Datasets for agent tracing

Sample whole agent runs from your traces. Each row is one run, not one model call.

Use this setup to evaluate an agent end to end. An agent run is not one LLM call: a request arrives, the agent classifies it, hands off between sub-agents, calls tools, and eventually returns a single answer. Scoring one span tells you whether one model call was good. Scoring a trace tells you whether the run was good, which is the thing your user experienced.

Unlike the other setups in this section, there are no columns to map. You sample traces, and each row arrives filled in from the run. What decides whether the rows are any good is your tracing.

Spans or traces

You pick the granularity when you create the dataset, on the Datasets page: Create spans dataset or Create traces dataset. The Type column on the list tells you which one you are looking at.

Spans datasetTraces dataset
One row isOne LLM requestOne whole trace, a complete agent run
input and outputThe model request and its completionThe root span’s input and output: what the user asked, and the answer the agent delivered
Row telemetryModel, cost, tokens, generation timeGeneration time only, which here is the whole run’s duration. Model, Cost, and the token columns arrive empty, because that telemetry lives on the spans inside the trace
Add rows bySampling or CSVSampling your traces
Datasets page showing the Create spans dataset and Create traces dataset options
You choose the granularity when you create the dataset: one row per LLM request, or one row per agent run.

What your traces need

One trace has to be one agent run, because the trace’s root span is what becomes the row. Your instrumentation decides whether you get that:

SetupTrace shape
Framework instrumentation (Respan(instrumentations=[…]))Agent runs, handoffs, and tool calls nest under a root span automatically. Nothing more to do.
Decorators (@workflow, @agent, @tool)Same, for code you wrote yourself. Wrap the agent’s entry point in @workflow.
Auto-instrumentation alone (Respan())Not enough. Each LLM call becomes its own single-span trace, so you get one row per model call, not one per run.

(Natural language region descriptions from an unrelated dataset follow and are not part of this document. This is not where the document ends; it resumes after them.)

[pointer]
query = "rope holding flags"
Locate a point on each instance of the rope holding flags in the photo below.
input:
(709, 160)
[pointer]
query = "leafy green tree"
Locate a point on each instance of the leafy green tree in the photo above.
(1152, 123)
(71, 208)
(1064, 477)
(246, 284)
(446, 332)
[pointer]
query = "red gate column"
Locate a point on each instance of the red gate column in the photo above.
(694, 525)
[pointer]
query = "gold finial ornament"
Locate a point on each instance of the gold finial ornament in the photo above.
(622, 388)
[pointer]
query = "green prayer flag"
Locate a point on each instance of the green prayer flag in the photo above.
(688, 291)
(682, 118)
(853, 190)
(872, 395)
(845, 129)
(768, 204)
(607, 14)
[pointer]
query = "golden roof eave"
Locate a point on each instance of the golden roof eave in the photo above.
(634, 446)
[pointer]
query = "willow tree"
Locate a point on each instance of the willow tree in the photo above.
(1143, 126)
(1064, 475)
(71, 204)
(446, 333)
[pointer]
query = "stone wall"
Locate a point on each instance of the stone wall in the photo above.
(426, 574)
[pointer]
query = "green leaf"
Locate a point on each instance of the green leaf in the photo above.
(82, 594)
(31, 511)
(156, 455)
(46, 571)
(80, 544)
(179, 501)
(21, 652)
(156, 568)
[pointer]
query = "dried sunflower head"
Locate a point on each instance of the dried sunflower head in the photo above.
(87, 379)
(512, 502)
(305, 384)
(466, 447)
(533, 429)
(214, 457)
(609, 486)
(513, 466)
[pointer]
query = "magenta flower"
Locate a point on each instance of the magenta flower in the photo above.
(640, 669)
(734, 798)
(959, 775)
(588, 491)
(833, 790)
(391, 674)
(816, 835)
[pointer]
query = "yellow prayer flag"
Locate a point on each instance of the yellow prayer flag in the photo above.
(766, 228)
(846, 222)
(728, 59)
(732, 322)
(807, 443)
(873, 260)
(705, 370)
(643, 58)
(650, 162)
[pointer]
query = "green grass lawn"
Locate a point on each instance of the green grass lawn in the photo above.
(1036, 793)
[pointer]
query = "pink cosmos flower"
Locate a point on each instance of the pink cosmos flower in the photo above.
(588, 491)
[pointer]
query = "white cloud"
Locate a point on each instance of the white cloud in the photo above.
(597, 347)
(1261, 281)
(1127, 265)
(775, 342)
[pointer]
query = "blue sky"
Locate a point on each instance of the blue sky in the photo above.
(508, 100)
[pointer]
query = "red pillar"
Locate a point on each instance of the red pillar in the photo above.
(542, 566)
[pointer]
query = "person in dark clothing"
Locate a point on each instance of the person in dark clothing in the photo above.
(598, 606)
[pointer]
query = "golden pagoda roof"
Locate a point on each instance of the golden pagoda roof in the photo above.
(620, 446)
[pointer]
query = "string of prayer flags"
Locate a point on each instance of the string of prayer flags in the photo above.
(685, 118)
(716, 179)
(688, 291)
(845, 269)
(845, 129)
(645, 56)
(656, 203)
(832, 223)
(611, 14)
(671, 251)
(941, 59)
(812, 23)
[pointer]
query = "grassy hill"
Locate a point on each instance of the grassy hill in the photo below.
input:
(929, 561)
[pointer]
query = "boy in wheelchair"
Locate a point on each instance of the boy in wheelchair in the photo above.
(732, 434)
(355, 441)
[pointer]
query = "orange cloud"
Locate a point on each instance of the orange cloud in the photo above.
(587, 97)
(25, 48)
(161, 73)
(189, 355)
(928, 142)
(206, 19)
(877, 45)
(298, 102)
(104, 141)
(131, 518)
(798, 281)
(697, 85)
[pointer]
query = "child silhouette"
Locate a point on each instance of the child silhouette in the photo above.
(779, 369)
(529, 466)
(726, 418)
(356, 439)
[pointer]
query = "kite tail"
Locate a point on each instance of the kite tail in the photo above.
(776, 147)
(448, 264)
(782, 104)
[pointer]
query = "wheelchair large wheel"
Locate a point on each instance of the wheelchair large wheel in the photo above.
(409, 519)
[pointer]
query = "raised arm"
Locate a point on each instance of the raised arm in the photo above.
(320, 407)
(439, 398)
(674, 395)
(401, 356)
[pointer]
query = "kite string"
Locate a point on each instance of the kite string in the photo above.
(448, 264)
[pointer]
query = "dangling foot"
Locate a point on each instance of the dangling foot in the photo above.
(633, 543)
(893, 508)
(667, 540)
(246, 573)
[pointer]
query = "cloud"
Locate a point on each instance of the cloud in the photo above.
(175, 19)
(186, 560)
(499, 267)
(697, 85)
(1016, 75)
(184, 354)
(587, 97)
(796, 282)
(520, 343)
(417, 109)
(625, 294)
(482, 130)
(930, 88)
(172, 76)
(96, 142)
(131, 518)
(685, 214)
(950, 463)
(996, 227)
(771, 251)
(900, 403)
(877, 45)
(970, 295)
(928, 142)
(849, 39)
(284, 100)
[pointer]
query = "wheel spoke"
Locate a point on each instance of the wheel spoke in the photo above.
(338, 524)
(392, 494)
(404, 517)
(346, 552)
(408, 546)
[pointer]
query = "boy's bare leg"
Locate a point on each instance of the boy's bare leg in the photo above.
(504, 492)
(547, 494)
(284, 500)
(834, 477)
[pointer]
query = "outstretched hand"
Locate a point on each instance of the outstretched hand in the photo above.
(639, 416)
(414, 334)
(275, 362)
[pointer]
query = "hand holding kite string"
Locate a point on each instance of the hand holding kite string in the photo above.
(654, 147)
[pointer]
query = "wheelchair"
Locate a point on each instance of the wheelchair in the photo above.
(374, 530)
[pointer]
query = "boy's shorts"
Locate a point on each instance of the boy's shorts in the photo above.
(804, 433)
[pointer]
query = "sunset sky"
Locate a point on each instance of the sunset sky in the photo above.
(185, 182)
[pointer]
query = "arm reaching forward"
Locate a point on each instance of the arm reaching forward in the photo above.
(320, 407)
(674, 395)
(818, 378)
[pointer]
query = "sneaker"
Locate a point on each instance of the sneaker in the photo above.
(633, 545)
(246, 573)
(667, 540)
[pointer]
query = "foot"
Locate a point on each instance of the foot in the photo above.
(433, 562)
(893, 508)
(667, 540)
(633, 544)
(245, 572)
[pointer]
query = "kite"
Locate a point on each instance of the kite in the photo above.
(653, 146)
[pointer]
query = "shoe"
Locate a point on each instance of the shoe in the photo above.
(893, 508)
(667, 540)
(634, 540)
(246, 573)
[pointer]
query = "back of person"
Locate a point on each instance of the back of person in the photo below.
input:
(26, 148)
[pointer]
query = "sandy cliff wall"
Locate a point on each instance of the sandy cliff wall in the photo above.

Name the root span while you are there: that name is the Workflow name filter you sample with.

If a root span carries no input or output, its traces still sample, as empty rows. Open one trace and check that you can see a user request and a final answer before you sample a few hundred of them.

Create the dataset

1

Create a traces dataset

Go to Datasets and click Create traces dataset. Give it a name. You land on an empty dataset whose only way in is Insert by sampling: trace rows come from your traffic, not from a CSV.

Empty traces dataset with Insert by sampling as the only option
A new traces dataset. Trace rows come from your traffic, so sampling is the only way in.
2

Sample your traces

Click Insert by sampling, then set the time range the runs happened in. It defaults to a narrow recent window, so widen it if Estimated rows reads 0.

Insert rows by sampling modal with the filter menu open
The sampling modal: a time range, the + Filter menu, and a sampling percentage with a live estimate of how many rows you will get.
3

Filter to the runs you care about

Click + Filter. Because you are sampling traces, every filter field is trace-level: Workflow name, Trace ID, Root span ID, Thread ID, Customer ID, API key, Spans, Errors, Duration, and the token counts. They describe the shape of the run, not the contents of one call.

Four of them find bad runs before anyone has read one:

  • Errors greater than 0 gives you the runs that broke.
  • Spans greater than some threshold gives you the runs that wandered: the agent that took 40 spans to answer a question that usually takes 8.
  • Duration and the token counts give you the runs that were slow or expensive, which for an agent usually means the same thing. It looped.
4

Insert the rows

Drag the Sampling percentage slider, watch Estimated rows update, then click Insert. Each trace lands as one row, with a link back to the full trace.

Traces dataset populated with sampled rows
One row per agent run: the request that came in, and the answer that went out. Model, Cost, and tokens stay empty; that telemetry lives on the spans inside each trace.

Curate the rows

Sampling seeds each row’s expected_output with the answer production actually gave. That is a starting point, not a golden answer. A correctness grader run against it would score every row 1 by construction.

So before you grade anything reference-based, go through the rows and fix expected_output to say what the agent should have said. This is where the trace drill-down earns its keep: click a row and the trace opens beside it, so you can follow the run (the classification, each handoff, each tool call) and decide whether the delivered answer was right before you write down what right looks like.

Dataset row with its full agent trace open in a side drawer
Click a row and its trace opens beside it: the classification, the handoffs, the tool calls. Read the run before you decide what the right answer was.

expected_output is optional. You only need it for evaluators that compare the answer against a known-correct one, so curate it for the rows where exactly one answer is correct and skip it for the rest.

With the rows in, run the dataset through an experiment with Task type = Dataset outputs. Nothing is generated: Respan scores the answer each run already delivered.